Truefoundry Docs

While deploying a service, you can provision multiple instances of your container (pod in the kubernetes world) so that the incoming traffic is load-balanced between the multiple instances. We refer to each such instance as a replica in TrueFoundry. While deploying at TrueFoundry, the default value of a replica is 1. While this is fine for development purposes, a single replica is not the best choice for production workloads because of the following reasons:

If one replica goes down because of any reason, the entire service goes down. Having 2-3 replicas at minimum helps provide more fault-tolerance.
A single replica might not be able to take all of the incoming traffic and hence cause client side errors.

To increase the number of replicas, we can either set it to a fixed higher value or enable autoscaling so that the number of replicas is automatically adjusted based on some configuration of incoming traffic, or cpu usage.

Setting Fixed Number of Replicas

This can be a good choice if the incoming traffic remains constant and we have a good idea of the number of replicas needed. To set the replicas using the UI, you can follow the steps below:

Enable Autoscaling

When the traffic or resource usage of the service is not constant, we ideally want the number of replicas to go up and down based on the incoming traffic. We need to define the minimum and maximum number of replicas in this case and the autoscaling strategy will decide what should be the number of replicas between the min and max replicas. We can enable autoscaling based on the following parameters:

CPU Usage: If the application’s cpu usage goes up when traffic increases, this can be a good parameter to autoscale on. For e.g., let’s say your application (one replica) consumes 0.3 vCPU on steady state - however, as traffic goes up, the CPU usage starts increasing to a max of 1 CPU. In this case, setting autoscaling to trigger when CPU usage is greater than 0.6 can be a good idea.
Requests Per Second (RPS): This is the easiest to reason about and calculate. We can benchmark our service to decide how many requests per second can be served by one replica using benchmarking tools like Locust. Let’s say one replica can serve 10 requests per second without an degradation in quality (increase in latency or errors). If we expect the traffic to vary from 50 requests per second to 200 requests per second, we can set the minimum replicas to 5, maximum to 20 and set the rps autoscaling metric to 10.
Time Based Autoscaling: This can be useful if the traffic patterns shift based on timezones, or you want to shut down dev workloads during non-office hours. For e.g, if you want to scale up replicas only between Monday to Friday 9AM to 9PM, you can set time based scheduling with cron start schedule as 0 9 * * 1-5 and end schedule as 0 21 * * 1-5.

In most ML workloads, scaling based on requests per second is the most effective metric of scaling. This is because most ML libraries are optimized to max out CPU and GPU usage.

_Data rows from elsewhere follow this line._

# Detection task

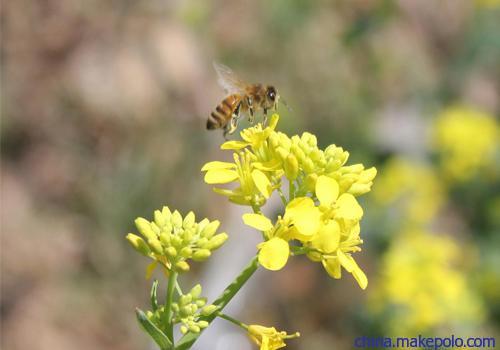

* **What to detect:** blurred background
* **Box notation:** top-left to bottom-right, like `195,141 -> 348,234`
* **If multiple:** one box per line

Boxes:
1,0 -> 500,350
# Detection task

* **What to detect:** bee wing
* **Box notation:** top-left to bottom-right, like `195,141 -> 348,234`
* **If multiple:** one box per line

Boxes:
213,62 -> 247,94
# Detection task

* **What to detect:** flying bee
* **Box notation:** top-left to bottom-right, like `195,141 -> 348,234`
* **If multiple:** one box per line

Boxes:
207,62 -> 280,137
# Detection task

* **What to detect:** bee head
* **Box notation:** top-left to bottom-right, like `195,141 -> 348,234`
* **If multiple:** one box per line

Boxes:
266,85 -> 279,106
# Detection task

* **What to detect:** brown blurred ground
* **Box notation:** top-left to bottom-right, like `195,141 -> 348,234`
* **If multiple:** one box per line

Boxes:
1,0 -> 500,350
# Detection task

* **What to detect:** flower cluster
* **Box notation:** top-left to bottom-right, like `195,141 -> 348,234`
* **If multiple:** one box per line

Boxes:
369,229 -> 485,335
202,114 -> 377,289
247,325 -> 300,350
127,207 -> 228,275
434,106 -> 500,182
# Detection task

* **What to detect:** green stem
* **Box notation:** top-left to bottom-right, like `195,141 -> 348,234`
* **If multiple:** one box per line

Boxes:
165,271 -> 177,344
288,180 -> 295,202
217,312 -> 248,330
175,256 -> 259,350
278,188 -> 287,207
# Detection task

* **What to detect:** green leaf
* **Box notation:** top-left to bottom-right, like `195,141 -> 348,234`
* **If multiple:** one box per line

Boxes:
135,308 -> 173,350
151,280 -> 158,311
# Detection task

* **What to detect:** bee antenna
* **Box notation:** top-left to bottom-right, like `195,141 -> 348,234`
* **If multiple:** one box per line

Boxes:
280,97 -> 293,112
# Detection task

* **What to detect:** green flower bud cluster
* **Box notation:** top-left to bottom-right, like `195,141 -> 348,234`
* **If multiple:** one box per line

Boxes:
127,206 -> 228,272
172,284 -> 217,334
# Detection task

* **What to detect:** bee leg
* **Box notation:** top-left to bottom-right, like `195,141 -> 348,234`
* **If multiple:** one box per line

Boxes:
247,97 -> 254,124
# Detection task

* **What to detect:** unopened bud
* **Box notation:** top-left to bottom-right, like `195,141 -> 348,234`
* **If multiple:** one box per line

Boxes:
189,284 -> 201,299
192,247 -> 211,261
179,247 -> 193,258
201,220 -> 220,238
201,304 -> 217,316
284,153 -> 299,181
154,210 -> 167,227
172,210 -> 182,228
175,261 -> 189,272
205,232 -> 228,250
126,233 -> 151,256
148,238 -> 163,255
182,211 -> 195,228
165,247 -> 177,258
135,218 -> 156,240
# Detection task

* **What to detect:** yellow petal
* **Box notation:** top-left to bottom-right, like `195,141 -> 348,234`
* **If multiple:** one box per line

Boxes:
352,264 -> 368,289
316,175 -> 339,206
252,169 -> 272,198
268,113 -> 280,130
205,169 -> 238,184
259,237 -> 290,271
201,160 -> 236,171
293,207 -> 321,239
220,140 -> 248,151
253,159 -> 281,171
311,220 -> 340,253
243,214 -> 273,231
146,261 -> 158,280
337,249 -> 356,272
337,193 -> 363,220
322,259 -> 342,279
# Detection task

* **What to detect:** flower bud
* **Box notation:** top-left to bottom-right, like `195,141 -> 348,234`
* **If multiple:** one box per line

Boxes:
179,247 -> 193,258
201,220 -> 220,238
305,174 -> 318,192
179,294 -> 193,306
135,218 -> 156,240
196,218 -> 210,234
160,233 -> 170,247
170,236 -> 183,248
182,211 -> 195,228
148,238 -> 163,255
192,249 -> 212,261
189,284 -> 201,299
127,233 -> 151,256
172,210 -> 182,228
165,247 -> 177,258
205,232 -> 228,250
175,261 -> 189,272
201,304 -> 217,316
154,210 -> 167,227
189,324 -> 200,333
195,298 -> 207,307
284,153 -> 299,181
302,158 -> 314,173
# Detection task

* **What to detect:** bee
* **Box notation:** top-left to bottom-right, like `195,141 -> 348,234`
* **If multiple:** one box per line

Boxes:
207,62 -> 280,138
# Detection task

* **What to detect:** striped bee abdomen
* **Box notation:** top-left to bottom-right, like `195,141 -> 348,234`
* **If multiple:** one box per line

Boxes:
207,94 -> 241,130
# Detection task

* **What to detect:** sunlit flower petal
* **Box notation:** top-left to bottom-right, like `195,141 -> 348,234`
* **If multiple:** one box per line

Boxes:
252,169 -> 272,198
258,237 -> 290,271
201,160 -> 236,171
243,214 -> 273,231
205,169 -> 238,184
316,175 -> 339,206
337,193 -> 363,220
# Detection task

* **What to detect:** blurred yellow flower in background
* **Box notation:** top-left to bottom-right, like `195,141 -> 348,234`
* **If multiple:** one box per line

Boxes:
248,325 -> 300,350
434,106 -> 500,182
369,230 -> 485,336
372,157 -> 446,225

Configure Autoscaling for an Application

The key things to configure for autoscaling are:

Min Replicas: The minimum number of replicas to scale down to.
Max Replicas: The maximum number of replicas to scale up to.
Autoscaling Metric: The metric to autoscale on.
Autoscaling Value: The value of the metric to autoscale on.
Polling Interval (Advanced): This defines the time interval at which the metrics are checked to decide if the service needs to be scaled up/down. The default values is 30 seconds. You can make it lower to 10 seconds in case you want to scale more quickly.

Getting the autoscaling metric and value can be tricky and requires us to benchmark the service. Read below on how to figure this out.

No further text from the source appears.